Esto se veía venir, era como el cuento de Pedrito y el lobo. Ahora muchos lobos andan sueltos allá afuera, una jauría, un tropel sanguinario, ejecutando una noche de San Bartolomé en el Caribe, pero yo me encuentro a salvo por el momento, al menos, eso creo.
Fue demasiada la vorágine que se vivió durante los últimos años, los últimos meses, demasiadas transformaciones no podían ser toleradas por los amos del mundo. Demasiado vivir al filo, haciéndole morisquetas al Imperio y así nos está yendo ahora luego de esa ingenuidad de nuestros mandatarios por querer ser libres y soberanos. Todos fueron cayendo, uno tras otro. Otra vez nuestro continente, la Tierra de Gracia, de las utopías, era el epicentro de la muerte.
Después de las proclamas, del delirio, después que el máximo líder, el amado líder de las masas que auparon este proceso, desapareciera envuelto entre humo, todo fue oscuridad. Como una leyenda, quizás viva oculto por el infinito amor del pueblo, por las infinitas ganas de que esto sea mentira, una horrible pesadilla colectiva de la que despertaremos pronto y se encuentre en algún lugar preparando a las fuerzas leales ahora dispersas. Pero los satélites pronto darán cuenta de su paradero, así como lo harán los traidores que en esta hora salen a la luz como flores putrefactas. Cuando logramos acceder a internet sólo encontramos algunas páginas informativas. Otras, ya fueron bloqueadas.

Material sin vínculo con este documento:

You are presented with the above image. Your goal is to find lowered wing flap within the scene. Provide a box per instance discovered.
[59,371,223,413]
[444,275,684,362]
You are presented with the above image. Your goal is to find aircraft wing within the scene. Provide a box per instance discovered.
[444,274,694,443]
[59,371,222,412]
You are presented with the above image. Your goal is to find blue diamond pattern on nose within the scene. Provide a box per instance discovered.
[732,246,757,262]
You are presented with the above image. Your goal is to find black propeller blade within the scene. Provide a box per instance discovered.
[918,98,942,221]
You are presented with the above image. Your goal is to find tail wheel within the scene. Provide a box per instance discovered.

Muchos han muerto la última semana; otros, tragados por la tierra, por el agua, o sobreviven en subterráneos, formando parte de la resistencia. Murmura la gente y esconde la mirada. Tanta historia que no sirvió de nada cuando la rueda dio vueltas y todo se está repitiendo, pienso, mientras me sumo a una fila e intento comprar cigarrillos. Los mejores hombres y las mejores mujeres de esta tierra entregando su sangre y allá lejos, en las colinas más altas, en las más luminosas, brindan y ríen felices por el éxito alcanzado los que siempre fueron amos.

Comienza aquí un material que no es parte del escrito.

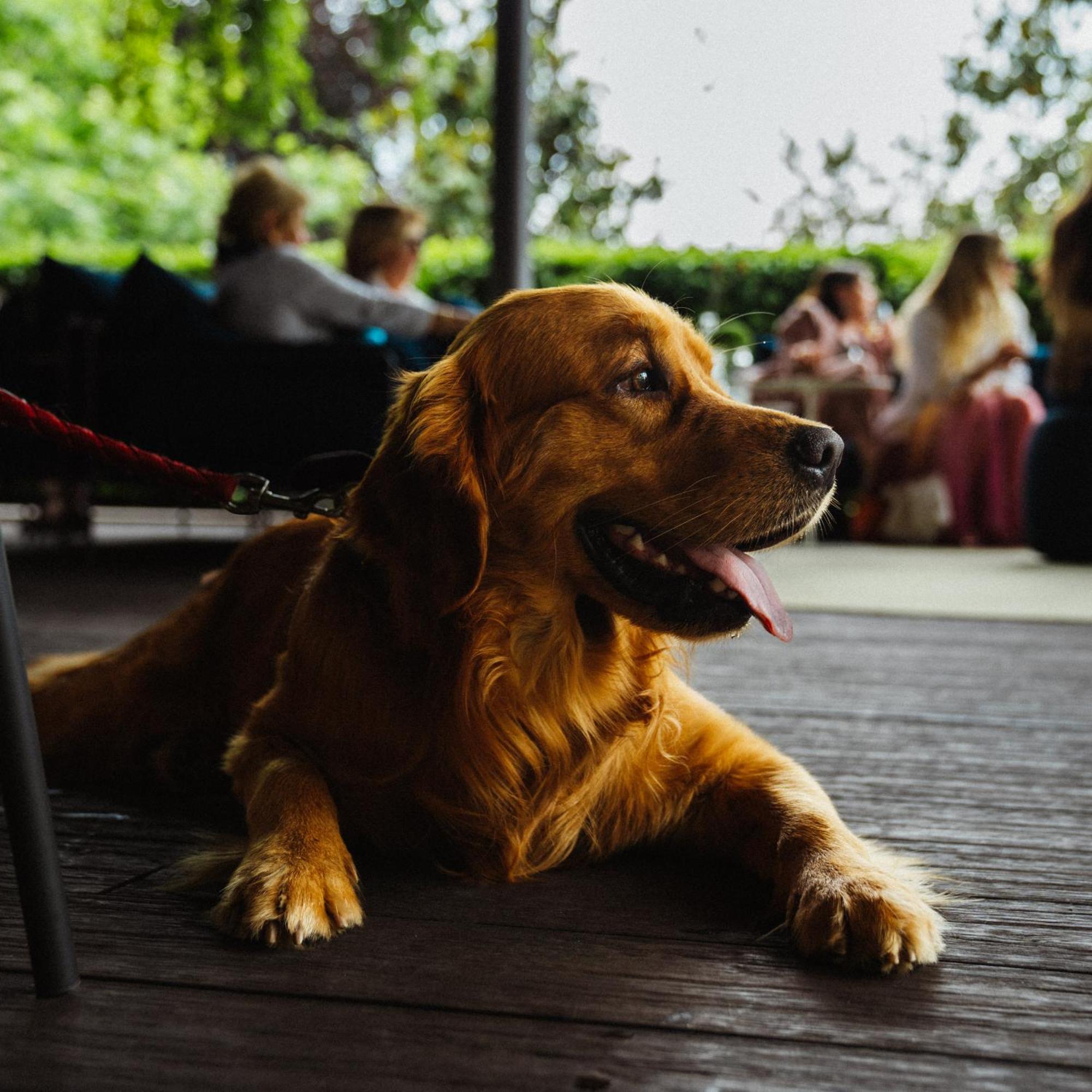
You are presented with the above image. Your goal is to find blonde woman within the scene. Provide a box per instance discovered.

Yo, que soy tan egoísta y cobarde, he negado cuando me han preguntado por algunos nombres, algunos rostros. Tengo una vida social muy amplia, me excuso, todo el mundo me conoce, pero en realidad frecuento a pocas personas. Por mi enfermedad, ¿sabe? Me resistía al principio a quemar algunos libros, sacrilegio, pensé, pero después me apresuré a deshacerme de cuanto papel o archivo o disco pudiese incriminarme. Mi desmemoria es proverbial, digo para disculparme. Lo es también mi espanto frente al dolor. Algunos manuscritos están ya a resguardo en Barcelona y París. No así los seres humanos de esta tierra.
La verdad es que no me involucré en nada serio, salvo durante mi época universitaria. Pero entonces era la moda ¿no? ¿Cómo no admirar a los barbudos de la Sierra Maestra o a Cohn-Bendit y su pelo rojo arengando a la juventud parisina? Yo también lucí en aquel lejano entonces, una descuidada barba rubia de poeta y chaquetas de fina gamuza o pañuelos de seda al cuello que mis tías me traían de sus viajes a Milán. Mi participación no fue más allá de algunos escritos incendiarios, de histriónicas lecturas efectuadas en el ágora de mi Alma Mater que arrancaban aplausos sobre todo entre el pequeño séquito de estudiantes de Letras que adoraban mi barba, la forma soñadora en que las miraba y mis pañuelos. Pero con los años sobreviene el cinismo o los privilegios o la adiposidad o el cansancio y me costaba seguir creyendo en estas nuevas oleadas de fervoroso e ingenuo ir al encuentro del destino, la gloria, la libertad, la Historia, con jubilosas y sudorosas masas embanderadas que cambiarían el curso de la Humanidad. No era acerca de eso que escribía, no era lo que se vendía y muy en claro lo dejó mi editor. Las cuantiosas ganancias producidas daban fe de ese acertado criterio y de la moda imperante y yo, que siempre estuve a la vanguardia, me plegué a sus designios con placer, sin chistar, sin cuestionar. En pleno siglo XXI cuando hacía poco tiempo se había decretado el fin de las ideologías, de la Historia y de los fuegos libertarios, a pesar de la miseria del mundo ya no creía en nada, excepto en la feliz inconciencia que me proporcionaba una vida cómoda, mullida, hedonista y autocentrada, sin demasiados sobresaltos emocionales. Cómo creer cuando por eso, probablemente esté muerto el único ser que he amado.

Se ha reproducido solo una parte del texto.